C’est par hasard qu’il s’est retrouvé à Aulnay-sous-Bois, ville de la petite couronne, avec laquelle il n’avait aucune attache. À à peine 30 ans, il décide de plaquer ses grands maîtres cuisiniers pour devenir son propre patron. Seulement un choix stratégique au départ, le 93 est devenu son refuge.

Depuis plusieurs années, l’homme participe à de nombreuses initiatives organisées par des associations ou des mairies. « L’année dernière, j’ai participé à un jury culinaire « Les Femmes du monde » à Aulnay, le niveau était super haut, c’était juste magique », s’exclame-t-il avant d’éclater de rire bruyamment. Les yeux de Jean-Claude Cahagnet s’illuminent quand il se remémore ses engagements. Des anecdotes ? Il en a des dizaines sous la main. « Les gens n’ont pas conscience de l’impact de ces rencontres », affirme le toqué du 93. Il se souvient tout particulièrement d’un cours dans un collège avec « la fameuse classe à problème ». Il ne se laisse pas démonter, cette force tranquille impose le respect sans hausser le ton. Macarons, marquis de chocolat, aucun n’a rechigné à la tâche. « Vers la fin, un gamin tout maigrelet vient me voir et me confie qu’il veut être comme moi plus tard. Non, non, pas cuisinier mais être respecté. Je lui ai répondu qu’il devait se trouver un pôle d’intérêt et ne jamais le lâcher. Une fois passionné, on est tellement sincère que les gens nous respectent. Ce déplacement compte même si ce n’est que pour une personne » raconte-t-il.

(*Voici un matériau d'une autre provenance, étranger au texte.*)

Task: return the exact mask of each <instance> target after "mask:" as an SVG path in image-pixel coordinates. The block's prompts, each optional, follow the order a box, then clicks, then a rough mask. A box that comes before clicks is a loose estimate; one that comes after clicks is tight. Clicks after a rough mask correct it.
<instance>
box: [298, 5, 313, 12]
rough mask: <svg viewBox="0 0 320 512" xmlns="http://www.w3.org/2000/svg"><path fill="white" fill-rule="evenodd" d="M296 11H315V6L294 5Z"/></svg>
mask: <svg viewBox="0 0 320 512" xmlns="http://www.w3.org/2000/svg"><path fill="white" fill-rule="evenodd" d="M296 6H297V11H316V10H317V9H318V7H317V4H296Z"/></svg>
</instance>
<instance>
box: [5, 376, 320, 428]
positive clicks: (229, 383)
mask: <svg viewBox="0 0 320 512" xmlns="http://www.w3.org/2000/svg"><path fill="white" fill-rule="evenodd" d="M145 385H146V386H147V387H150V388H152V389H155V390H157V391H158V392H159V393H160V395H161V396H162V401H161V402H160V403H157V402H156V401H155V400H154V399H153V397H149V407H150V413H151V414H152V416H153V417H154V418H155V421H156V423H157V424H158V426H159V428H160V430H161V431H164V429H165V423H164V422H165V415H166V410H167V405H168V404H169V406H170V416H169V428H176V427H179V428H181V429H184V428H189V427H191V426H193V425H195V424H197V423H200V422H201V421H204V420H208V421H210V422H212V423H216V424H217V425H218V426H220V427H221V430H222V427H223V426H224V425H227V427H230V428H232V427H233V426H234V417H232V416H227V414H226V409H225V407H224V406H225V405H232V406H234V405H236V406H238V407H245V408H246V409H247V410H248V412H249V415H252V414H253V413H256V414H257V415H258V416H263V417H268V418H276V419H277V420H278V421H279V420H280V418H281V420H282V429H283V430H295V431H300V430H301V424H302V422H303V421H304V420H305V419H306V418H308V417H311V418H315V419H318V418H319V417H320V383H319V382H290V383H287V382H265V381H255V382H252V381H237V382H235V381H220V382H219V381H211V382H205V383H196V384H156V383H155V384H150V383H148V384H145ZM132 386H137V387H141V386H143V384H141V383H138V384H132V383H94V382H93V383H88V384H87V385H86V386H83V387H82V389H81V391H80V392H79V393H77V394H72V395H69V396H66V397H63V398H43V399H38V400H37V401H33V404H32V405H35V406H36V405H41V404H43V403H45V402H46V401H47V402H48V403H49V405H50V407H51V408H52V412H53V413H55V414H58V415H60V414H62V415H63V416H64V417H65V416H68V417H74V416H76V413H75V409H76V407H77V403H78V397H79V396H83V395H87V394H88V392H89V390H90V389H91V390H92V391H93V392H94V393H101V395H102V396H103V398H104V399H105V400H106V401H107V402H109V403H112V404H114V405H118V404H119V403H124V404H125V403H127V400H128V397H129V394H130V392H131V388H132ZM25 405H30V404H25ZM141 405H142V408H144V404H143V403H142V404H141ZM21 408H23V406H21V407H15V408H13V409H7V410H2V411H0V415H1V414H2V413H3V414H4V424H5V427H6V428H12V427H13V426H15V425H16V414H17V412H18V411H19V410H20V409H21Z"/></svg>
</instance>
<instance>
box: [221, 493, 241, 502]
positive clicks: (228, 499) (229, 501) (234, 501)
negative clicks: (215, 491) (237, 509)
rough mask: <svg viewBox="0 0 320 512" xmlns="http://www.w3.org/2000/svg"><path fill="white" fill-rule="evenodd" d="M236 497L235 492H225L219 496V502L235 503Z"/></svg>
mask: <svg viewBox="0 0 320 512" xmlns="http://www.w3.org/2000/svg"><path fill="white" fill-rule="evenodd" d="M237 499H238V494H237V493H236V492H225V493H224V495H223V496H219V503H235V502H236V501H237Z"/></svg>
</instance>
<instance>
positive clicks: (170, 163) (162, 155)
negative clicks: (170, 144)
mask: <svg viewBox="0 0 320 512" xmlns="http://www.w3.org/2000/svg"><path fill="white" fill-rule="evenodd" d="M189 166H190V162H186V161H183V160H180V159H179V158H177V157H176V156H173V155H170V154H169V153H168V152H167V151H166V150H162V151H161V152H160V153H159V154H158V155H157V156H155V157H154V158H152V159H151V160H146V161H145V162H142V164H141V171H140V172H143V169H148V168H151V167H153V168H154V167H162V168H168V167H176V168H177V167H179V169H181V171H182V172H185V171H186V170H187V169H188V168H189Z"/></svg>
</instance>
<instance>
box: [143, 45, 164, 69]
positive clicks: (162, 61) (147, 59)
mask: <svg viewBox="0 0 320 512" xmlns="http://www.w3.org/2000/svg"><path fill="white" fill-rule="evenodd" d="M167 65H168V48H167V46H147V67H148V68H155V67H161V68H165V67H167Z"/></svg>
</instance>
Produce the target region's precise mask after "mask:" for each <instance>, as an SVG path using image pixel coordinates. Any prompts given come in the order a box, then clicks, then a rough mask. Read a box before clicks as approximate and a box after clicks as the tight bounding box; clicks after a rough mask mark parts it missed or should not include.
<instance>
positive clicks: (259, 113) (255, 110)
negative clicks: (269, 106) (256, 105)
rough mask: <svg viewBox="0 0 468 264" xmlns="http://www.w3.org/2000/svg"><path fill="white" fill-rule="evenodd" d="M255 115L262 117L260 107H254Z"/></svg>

À Aulnay-sous-Bois, les fast-foods et autres repères de malbouffe fleurissent plus vite que les grandes tables. Pour autant, le chef ne les voit pas comme son ennemi. : « Je suis pour le McDo. Quand on était jeunes, personne n’allait au restaurant avant ses 25 ans, sauf si on venait d’un certain milieu. Maintenant, j’ai plein de gosses qui viennent manger dans mon restaurant. Ils prennent le menu le moins cher, sans vin ni apéritif, ils vont à l’essentiel. On les sent super mal à l’aise, mais c’est à cette table que je vais porter le plus d’attention. Ils ont le courage de passer la porte d’un restaurant où ils vont être serrés du cul ». Malgré sa médiatisation, Jean-Claude Cahagnet a su rester simple. Son étoile, ses déplacements et sa cuisine dans le 93 c’est tout ce qu’il demande pour la suite.